Data.gov on Solr

At ApacheCon this week I presented “Rapid Prototyping with Solr”.  This is the third time I’ve given a presentation with…

At ApacheCon this week I presented “Rapid Prototyping with Solr”.  This is the third time I’ve given a presentation with the same title.  In the spirit of the rapid prototyping theme, each time I’ve created a new prototype just a day or so prior to presenting it.  At Lucene EuroCon the prototype used attendee data, a treemap visualization, and a cute little Solr-powered “app” for picking attendees at random for the conference giveaways.  For a recent Lucid webinar the prototype was more general purpose, bringing in and making searchable rich documents and faceting on file types with a pie chart visualization.

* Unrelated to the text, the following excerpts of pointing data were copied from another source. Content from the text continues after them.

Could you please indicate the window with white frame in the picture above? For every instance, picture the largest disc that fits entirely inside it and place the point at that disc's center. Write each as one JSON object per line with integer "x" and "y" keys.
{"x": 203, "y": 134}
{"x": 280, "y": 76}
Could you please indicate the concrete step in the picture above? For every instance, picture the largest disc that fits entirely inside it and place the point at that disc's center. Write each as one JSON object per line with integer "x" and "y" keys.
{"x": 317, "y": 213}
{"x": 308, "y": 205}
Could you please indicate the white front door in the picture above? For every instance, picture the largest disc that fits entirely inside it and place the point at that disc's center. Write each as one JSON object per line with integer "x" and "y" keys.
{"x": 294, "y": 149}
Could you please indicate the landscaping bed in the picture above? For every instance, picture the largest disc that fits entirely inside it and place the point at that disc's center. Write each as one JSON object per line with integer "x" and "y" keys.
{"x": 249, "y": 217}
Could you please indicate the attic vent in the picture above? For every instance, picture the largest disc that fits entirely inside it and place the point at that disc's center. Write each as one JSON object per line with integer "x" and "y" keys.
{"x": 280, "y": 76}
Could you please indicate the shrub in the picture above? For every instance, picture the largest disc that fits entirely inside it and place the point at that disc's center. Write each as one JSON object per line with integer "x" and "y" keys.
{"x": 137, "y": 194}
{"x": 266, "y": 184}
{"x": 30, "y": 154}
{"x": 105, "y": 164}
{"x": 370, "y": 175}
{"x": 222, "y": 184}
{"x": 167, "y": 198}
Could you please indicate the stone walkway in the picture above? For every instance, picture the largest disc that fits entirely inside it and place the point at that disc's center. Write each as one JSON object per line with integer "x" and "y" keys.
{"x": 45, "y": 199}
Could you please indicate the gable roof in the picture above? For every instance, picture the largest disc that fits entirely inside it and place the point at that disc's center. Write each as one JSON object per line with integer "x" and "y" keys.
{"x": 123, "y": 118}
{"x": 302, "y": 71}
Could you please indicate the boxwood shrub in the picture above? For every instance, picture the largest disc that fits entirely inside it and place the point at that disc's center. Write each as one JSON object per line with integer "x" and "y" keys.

This time around, the data set I chose was Data.gov’s catalog of datasets, which fit with the ApacheCon open source aura, and Lucid Imagination’s support of Open Source for America, which helps to advocate for open source in the US Federal Government.  The prototype built includes faceting browsing, query term suggest, hit highlighting, result clustering, spell checking, document detail, and a bonus Venn diagram visualization.

The prototype was built with these steps:

  1. Install Lucidworks for Solr
  2. Grab the Data.gov catalog CSV file
  3. Iterate a bit with Solr’s CSV update handler (the funnest way to get data into Solr) and a little Solr schema tinkering
  4. Adjusted the Solr configuration and UI templates to get a nice look and feel, adding in a document detail page and a Venn diagram visualization comparing query overlaps

Voilà (click the images for large view):

datagov_search

Data Gov Compare

This isn’t the first time we’ve toyed with Data.gov data… earlier this year, Hoss demonstrated Solr’s stats component on another of Data.gov’s data sets.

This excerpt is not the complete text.